AWS Redshift Interview Questions and Answers

Amazon Redshift is the most widely used cloud data warehouse. These questions cover architecture, performance, SQL optimization, and modern integrations — the topics that come up most in data engineering and analytics engineering interviews.

Fundamentals

Q1. What is Amazon Redshift and how does it differ from a traditional RDBMS?

Amazon Redshift is a fully managed, petabyte-scale cloud data warehouse optimized for analytical workloads (OLAP). Key differences from transactional databases:

Columnar storage — data stored by column, not row, so analytical queries that read a few columns out of many are dramatically faster
Massively parallel processing (MPP) — query execution distributed across compute nodes
Compression — automatic column-level compression reduces storage and speeds I/O
No row-level locking — designed for bulk loads and large scans, not point lookups or frequent updates
Leader + compute node architecture — the leader node parses SQL and distributes work; compute nodes execute slices of the query

Q2. Explain Redshift’s node architecture.

A Redshift cluster has:

Leader node — receives queries, builds execution plans, coordinates compute nodes, aggregates results
Compute nodes — store data and execute query slices. Each compute node divides its storage into slices (one per vCPU)
Node types — RA3 (managed storage, scale compute and storage independently), DC2 (dense compute, NVMe SSD, fixed storage per node)
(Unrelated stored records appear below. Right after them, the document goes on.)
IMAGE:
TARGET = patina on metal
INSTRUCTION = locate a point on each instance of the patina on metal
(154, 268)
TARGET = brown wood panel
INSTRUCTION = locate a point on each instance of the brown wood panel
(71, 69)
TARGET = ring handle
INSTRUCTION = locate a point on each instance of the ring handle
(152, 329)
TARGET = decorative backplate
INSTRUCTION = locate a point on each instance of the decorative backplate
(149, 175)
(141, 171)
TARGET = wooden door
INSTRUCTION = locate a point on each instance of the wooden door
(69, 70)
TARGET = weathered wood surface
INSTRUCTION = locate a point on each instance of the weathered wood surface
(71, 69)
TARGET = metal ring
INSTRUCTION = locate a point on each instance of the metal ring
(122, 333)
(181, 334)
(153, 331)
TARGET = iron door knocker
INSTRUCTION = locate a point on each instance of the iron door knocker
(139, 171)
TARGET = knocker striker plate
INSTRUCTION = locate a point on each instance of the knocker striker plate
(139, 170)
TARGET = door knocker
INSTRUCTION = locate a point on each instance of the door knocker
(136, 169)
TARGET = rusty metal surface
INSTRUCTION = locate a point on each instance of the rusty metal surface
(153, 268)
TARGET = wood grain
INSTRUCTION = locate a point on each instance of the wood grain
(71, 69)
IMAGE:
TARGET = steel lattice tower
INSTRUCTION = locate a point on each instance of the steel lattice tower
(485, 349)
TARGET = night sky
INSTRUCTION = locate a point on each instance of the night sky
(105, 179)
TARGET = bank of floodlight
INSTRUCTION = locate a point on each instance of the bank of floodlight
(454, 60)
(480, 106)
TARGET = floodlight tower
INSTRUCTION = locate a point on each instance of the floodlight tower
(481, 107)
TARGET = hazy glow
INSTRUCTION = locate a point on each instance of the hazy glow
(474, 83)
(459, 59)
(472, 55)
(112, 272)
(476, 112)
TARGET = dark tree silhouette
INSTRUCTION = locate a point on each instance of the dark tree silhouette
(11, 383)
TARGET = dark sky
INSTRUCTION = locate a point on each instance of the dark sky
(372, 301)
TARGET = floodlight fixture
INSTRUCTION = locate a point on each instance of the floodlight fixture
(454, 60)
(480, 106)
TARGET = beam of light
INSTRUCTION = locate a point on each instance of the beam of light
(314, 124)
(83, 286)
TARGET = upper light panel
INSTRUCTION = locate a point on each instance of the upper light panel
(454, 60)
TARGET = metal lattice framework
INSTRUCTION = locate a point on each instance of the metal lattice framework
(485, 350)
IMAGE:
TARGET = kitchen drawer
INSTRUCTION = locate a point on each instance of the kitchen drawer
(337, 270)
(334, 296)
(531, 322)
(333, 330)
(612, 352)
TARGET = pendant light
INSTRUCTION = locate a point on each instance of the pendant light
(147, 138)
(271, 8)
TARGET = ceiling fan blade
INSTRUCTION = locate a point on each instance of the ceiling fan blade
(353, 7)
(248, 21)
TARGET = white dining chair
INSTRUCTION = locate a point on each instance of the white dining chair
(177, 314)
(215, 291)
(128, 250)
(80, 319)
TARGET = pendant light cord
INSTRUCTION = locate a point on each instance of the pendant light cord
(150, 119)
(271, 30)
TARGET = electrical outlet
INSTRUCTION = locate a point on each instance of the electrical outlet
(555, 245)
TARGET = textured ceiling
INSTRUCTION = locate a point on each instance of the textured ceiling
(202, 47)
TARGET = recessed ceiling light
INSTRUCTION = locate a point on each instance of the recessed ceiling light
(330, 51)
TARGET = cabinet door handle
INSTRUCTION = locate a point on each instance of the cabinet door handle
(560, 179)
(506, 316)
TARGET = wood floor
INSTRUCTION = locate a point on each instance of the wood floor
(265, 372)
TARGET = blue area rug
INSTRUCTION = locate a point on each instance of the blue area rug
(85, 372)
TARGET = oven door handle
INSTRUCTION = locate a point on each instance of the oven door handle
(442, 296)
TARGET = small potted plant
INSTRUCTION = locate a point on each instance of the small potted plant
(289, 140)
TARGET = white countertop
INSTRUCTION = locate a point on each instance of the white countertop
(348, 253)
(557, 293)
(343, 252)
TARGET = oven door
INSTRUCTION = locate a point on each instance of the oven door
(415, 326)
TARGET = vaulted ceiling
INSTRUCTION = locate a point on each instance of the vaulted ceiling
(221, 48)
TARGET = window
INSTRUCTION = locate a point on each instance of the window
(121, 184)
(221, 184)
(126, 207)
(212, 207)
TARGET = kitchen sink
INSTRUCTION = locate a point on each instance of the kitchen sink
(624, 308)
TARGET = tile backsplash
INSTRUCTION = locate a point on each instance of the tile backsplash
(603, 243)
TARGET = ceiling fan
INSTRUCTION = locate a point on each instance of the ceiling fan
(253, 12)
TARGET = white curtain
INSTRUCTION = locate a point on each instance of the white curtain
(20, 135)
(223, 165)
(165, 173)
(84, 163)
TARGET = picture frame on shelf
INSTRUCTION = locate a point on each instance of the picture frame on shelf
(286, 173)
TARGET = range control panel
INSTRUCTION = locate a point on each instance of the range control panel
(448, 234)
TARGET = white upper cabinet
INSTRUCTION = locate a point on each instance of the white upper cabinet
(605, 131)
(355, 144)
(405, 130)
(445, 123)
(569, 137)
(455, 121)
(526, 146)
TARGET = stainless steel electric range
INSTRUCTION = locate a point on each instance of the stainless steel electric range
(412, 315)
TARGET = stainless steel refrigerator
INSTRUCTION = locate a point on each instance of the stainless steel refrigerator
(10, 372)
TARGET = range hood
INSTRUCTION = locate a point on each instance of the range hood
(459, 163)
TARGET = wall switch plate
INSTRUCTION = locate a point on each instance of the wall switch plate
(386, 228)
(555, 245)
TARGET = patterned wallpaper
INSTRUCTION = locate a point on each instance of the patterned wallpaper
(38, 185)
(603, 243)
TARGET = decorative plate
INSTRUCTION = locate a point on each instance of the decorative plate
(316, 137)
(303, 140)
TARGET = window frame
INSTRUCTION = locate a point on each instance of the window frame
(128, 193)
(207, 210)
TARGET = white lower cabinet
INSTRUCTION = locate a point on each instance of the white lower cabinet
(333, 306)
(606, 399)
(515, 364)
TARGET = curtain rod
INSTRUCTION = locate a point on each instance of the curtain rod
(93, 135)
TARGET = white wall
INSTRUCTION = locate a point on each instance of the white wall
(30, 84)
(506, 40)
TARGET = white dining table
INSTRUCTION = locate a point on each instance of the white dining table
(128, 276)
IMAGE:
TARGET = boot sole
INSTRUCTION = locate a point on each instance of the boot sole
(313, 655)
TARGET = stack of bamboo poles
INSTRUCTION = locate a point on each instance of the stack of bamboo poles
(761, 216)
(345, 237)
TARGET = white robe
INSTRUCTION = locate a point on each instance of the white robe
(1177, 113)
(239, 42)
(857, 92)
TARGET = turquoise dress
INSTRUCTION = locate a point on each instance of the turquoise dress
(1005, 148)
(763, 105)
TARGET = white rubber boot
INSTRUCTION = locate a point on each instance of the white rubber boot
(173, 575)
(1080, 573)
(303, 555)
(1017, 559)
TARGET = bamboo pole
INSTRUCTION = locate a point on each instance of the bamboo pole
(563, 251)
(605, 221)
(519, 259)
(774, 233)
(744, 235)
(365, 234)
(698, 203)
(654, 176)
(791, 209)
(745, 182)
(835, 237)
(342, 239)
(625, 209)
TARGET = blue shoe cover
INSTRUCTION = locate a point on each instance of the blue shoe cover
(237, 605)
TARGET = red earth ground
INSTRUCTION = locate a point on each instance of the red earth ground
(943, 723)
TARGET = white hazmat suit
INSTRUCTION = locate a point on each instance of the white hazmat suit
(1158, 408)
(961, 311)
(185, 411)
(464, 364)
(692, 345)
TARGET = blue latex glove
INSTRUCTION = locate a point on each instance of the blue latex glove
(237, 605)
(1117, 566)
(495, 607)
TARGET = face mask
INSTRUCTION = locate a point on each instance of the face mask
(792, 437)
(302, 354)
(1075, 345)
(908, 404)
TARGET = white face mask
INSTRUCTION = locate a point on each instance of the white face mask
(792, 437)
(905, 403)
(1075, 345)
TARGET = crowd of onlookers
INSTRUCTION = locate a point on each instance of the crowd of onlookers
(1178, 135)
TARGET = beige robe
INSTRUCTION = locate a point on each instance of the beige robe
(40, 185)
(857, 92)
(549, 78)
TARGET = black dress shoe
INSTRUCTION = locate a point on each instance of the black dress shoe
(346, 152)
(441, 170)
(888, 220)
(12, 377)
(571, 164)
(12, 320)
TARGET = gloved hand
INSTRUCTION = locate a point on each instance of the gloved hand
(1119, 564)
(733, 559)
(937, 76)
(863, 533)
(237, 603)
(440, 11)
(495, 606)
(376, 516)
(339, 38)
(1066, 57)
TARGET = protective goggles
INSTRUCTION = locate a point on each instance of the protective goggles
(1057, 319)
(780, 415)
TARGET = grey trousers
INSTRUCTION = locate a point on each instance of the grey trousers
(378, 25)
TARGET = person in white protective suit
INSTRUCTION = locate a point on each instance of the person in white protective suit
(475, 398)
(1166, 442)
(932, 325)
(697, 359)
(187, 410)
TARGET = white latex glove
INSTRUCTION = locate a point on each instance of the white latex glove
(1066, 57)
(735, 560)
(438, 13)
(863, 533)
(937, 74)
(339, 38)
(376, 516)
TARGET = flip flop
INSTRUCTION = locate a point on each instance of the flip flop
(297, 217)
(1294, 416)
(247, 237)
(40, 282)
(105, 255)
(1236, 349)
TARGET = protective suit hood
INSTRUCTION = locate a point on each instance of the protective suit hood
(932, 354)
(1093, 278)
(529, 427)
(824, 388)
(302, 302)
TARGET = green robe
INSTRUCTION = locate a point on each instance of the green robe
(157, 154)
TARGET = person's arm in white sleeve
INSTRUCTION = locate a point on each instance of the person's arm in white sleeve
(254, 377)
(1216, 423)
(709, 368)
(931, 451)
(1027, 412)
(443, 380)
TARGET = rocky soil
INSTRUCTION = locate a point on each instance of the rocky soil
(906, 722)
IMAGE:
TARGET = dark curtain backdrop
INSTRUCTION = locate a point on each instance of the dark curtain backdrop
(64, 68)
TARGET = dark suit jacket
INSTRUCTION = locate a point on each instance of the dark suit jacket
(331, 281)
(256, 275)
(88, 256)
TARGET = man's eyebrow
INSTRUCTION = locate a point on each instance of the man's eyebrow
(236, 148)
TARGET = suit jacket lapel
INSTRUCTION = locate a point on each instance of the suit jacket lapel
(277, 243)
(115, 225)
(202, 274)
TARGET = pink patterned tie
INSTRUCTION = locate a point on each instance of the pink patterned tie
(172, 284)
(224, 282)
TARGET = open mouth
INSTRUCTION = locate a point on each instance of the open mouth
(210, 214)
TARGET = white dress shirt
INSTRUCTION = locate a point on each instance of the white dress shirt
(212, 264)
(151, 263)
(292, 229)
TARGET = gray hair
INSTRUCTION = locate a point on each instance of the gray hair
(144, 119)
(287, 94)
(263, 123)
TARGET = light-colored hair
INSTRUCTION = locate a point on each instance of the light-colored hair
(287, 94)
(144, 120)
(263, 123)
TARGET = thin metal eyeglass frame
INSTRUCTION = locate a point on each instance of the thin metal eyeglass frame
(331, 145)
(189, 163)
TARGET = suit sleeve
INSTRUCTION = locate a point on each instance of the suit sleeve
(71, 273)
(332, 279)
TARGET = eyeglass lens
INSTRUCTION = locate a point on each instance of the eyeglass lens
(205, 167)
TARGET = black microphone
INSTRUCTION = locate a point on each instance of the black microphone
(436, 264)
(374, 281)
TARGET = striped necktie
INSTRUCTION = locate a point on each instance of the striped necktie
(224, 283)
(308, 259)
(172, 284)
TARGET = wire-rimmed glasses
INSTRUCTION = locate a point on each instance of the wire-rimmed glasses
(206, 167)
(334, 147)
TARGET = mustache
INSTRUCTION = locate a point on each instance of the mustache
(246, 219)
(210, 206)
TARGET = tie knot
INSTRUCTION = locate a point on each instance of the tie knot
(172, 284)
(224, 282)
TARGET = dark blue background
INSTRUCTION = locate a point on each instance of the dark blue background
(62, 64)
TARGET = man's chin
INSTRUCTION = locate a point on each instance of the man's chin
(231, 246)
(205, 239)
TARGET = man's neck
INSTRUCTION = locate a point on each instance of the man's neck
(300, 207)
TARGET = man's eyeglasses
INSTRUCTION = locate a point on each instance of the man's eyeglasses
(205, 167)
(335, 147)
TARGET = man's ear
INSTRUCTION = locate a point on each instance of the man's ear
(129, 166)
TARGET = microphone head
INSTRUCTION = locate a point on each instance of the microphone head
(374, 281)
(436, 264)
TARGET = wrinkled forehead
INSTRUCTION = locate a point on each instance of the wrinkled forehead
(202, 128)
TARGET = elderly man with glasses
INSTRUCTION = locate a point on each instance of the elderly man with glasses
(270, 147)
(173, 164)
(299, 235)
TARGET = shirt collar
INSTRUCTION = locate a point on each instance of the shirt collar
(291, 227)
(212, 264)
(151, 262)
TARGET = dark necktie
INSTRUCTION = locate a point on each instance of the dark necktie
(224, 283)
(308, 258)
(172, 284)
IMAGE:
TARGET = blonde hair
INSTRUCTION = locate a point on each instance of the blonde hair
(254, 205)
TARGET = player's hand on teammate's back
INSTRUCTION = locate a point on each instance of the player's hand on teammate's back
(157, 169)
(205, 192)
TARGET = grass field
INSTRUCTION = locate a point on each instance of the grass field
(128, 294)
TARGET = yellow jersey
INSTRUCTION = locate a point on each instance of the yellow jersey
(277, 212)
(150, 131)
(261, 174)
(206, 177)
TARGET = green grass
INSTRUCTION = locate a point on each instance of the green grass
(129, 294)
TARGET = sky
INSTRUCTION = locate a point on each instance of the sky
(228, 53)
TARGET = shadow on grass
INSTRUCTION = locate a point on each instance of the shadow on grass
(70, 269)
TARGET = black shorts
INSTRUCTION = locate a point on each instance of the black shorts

RA3 is the recommended type for most workloads as of 2025 because you pay for compute and storage separately.

Q3. What is a distribution style and why does it matter?

Distribution style determines how rows are physically distributed across slices, directly affecting join and aggregation performance:

Style	How it works	Best for
`KEY`	Rows with same key value go to same slice	Large fact-dimension joins on that key
`ALL`	Full copy of table on every node	Small dimension tables (< 3M rows)
`EVEN`	Round-robin across slices	No dominant join key, balanced scans
`AUTO`	Redshift decides based on table size	Default; good starting point

Choosing KEY distribution for frequently joined large tables eliminates data redistribution (data movement) during query execution, which is one of the biggest performance wins.

Q4. What is a sort key and what are the different types?

Sort keys determine the physical order of data on disk. Redshift uses zone maps (min/max metadata per block) to skip blocks that can’t contain query-relevant rows.

Compound sort key — defines a hierarchy of columns. Effective only if queries filter on the leading column. Example: COMPOUND SORTKEY (event_date, user_id) — queries filtering on event_date benefit; queries filtering only on user_id don’t.

Interleaved sort key — weighs each column equally; effective for queries filtering on any combination of columns. Higher maintenance overhead (VACUUM is more expensive).

Best practice 2025: use compound sort keys with the most common filter column first. RA3 nodes with automatic table optimization (ATO) can recommend sort/distribution keys based on actual query patterns.

Q5. What is VACUUM in Redshift and when should you run it?

Redshift uses MVCC — deleted rows aren’t immediately removed; they’re marked as deleted but still on disk. VACUUM reclaims this space and re-sorts unsorted rows in the sort key order.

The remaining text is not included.